Liebevoll beugte Niels sich vor und legte seine Rechte auf ihren Oberarm.

»Hast du es immer noch nicht verwunden?«

»Nein, und das werde ich auch nie. Mit drei Jahren ... und er war solch ein fröhliches, gesundes Kind.«

»Bitte, wein jetzt nicht.« Niels stand auf, setzte sich auf die Lehne ihres Sessels und legte unbeholfen einen Arm um ihre Schultern. »Weißt du, mit Kindern erlebt man ja nicht nur Freude ... wer weiß, wie er sich entwickelt hätte. Vielleicht hätte er uns später viel Kummer gemacht ... trotz aller Liebe, die wir ihm geschenkt hätten.«

»Soll das ein Trost sein?
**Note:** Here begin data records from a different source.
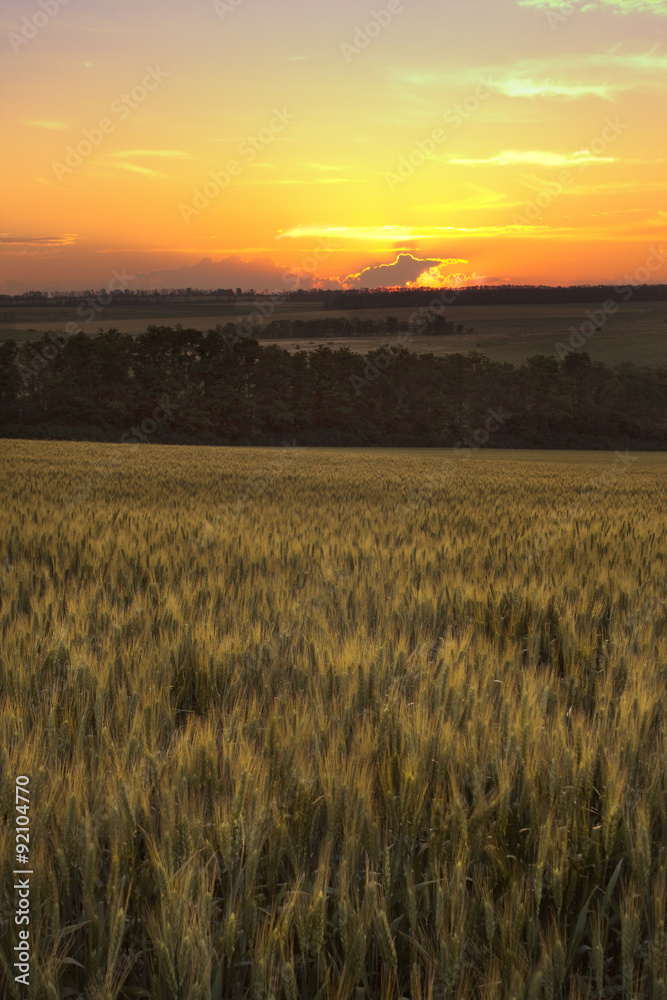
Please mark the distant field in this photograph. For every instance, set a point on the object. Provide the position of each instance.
(337, 724)
(637, 333)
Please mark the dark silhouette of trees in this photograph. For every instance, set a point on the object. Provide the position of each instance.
(102, 387)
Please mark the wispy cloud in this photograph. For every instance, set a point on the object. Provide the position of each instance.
(512, 157)
(294, 182)
(398, 234)
(617, 6)
(568, 77)
(13, 239)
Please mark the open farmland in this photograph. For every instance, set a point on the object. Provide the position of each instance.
(337, 723)
(637, 333)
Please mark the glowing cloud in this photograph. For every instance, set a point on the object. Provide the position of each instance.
(405, 270)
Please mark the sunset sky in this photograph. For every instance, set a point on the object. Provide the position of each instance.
(361, 144)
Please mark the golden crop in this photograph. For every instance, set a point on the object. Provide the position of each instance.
(333, 724)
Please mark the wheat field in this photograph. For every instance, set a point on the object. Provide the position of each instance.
(335, 724)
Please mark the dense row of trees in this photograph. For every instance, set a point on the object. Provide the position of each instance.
(186, 386)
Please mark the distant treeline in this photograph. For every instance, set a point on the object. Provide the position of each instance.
(185, 386)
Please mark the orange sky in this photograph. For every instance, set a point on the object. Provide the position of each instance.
(216, 144)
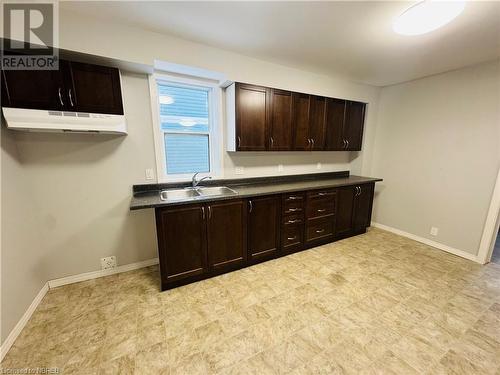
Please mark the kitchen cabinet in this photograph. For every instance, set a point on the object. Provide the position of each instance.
(263, 227)
(182, 242)
(226, 228)
(268, 119)
(252, 104)
(354, 209)
(75, 87)
(281, 131)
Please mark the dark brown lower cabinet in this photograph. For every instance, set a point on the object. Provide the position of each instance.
(182, 242)
(226, 234)
(197, 241)
(263, 227)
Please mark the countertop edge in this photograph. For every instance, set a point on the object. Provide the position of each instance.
(329, 184)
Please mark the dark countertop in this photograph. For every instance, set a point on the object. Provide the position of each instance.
(150, 198)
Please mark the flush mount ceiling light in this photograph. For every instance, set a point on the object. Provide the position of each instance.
(166, 99)
(427, 16)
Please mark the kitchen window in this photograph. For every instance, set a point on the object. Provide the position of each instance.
(187, 114)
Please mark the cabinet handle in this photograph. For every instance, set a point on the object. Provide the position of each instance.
(70, 98)
(60, 97)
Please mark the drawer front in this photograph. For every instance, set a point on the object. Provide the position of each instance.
(321, 207)
(319, 228)
(321, 194)
(293, 207)
(293, 235)
(294, 197)
(293, 219)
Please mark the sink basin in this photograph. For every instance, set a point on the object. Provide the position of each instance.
(196, 193)
(213, 191)
(178, 194)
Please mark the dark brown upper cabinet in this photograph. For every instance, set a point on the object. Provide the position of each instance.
(94, 88)
(317, 122)
(252, 104)
(263, 227)
(74, 87)
(281, 131)
(268, 119)
(300, 120)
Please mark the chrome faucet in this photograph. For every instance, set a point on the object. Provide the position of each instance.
(195, 182)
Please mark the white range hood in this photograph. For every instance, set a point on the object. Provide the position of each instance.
(63, 121)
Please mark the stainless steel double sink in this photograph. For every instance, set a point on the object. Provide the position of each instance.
(190, 193)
Mein Leben ist leer, Niels.«

»Du hältst das ganze Haus in Ordnung, und es ist schließlich ein großes Haus, erledigst die ganze Wäsche für die Praxis ...«

»Ich habe Arbeit, aber ich sehe keinen Sinn in meiner Arbeit. Du verstehst mich nicht. Lass uns aufhören, davon zu sprechen. Du hast genug in deiner Praxis und im Krankenhaus zu tun, da brauchst du nicht noch eine Frau, um die du dich kümmern musst.«

»Aber ich liebe dich, Karin«, sagte Niels leise und fast verschämt. »Ich dachte, du wüsstest das.«

»Wenn du es mir nie zeigst ...« Karin presste ihren Kopf an seine Brust. »Ich weiß, ich sollte nicht unzufrieden sein, du versuchst ja, mir ein guter Mann zu sein. Lass uns jetzt damit aufhören.«

Sehr nachdenklich blickte Niels auf sie hinab.

»Du hast wunderschönes Haar. So dicht und ... es riecht so gut ...« Er drückte einen Kuss auf ihr Haar. »Überhaupt ... ich habe verdammt Glück gehabt, dass du mich damals geheiratet hast. Schließlich war ich absolut keine gute Partie, ein kleiner Assistenzarzt ...«

»Ich habe dich geheiratet, weil ich dich liebte. Und weil ich glaubte, wir ... brauchten einander.«

»Und stimmt das nicht auch?«, fragte Niels. Er küsste sie jetzt auf die Nasenspitze. »Ich könnte mir ein Leben ohne dich nicht vorstellen. Aber das muss man doch nicht jeden Tag sagen?«

»Man muss es zeigen. Wie du heute Abend wieder dagesessen hast. Mit deinen Gedanken weit fort. Mich hast du überhaupt gar nicht richtig bemerkt. Ich verlange nicht jeden Tag eine Liebeserklärung, das wäre albern, aber ein bisschen mehr ... Ach, hören wir doch auf damit«, fiel sich Karin selbst ins Wort. »Du wirst dich nicht mehr ändern, damit muss ich mich abfinden.«

»Aber ich will für dich kein Mann sein, mit dem du dich abfinden musst«, protestierte Niels. »Lass uns jetzt ins Bett gehen, ich bin müde. Und außerdem ...« Er lächelte ihr zu, aber seine Frau brachte es nicht fertig, sein Lächeln zu erwidern.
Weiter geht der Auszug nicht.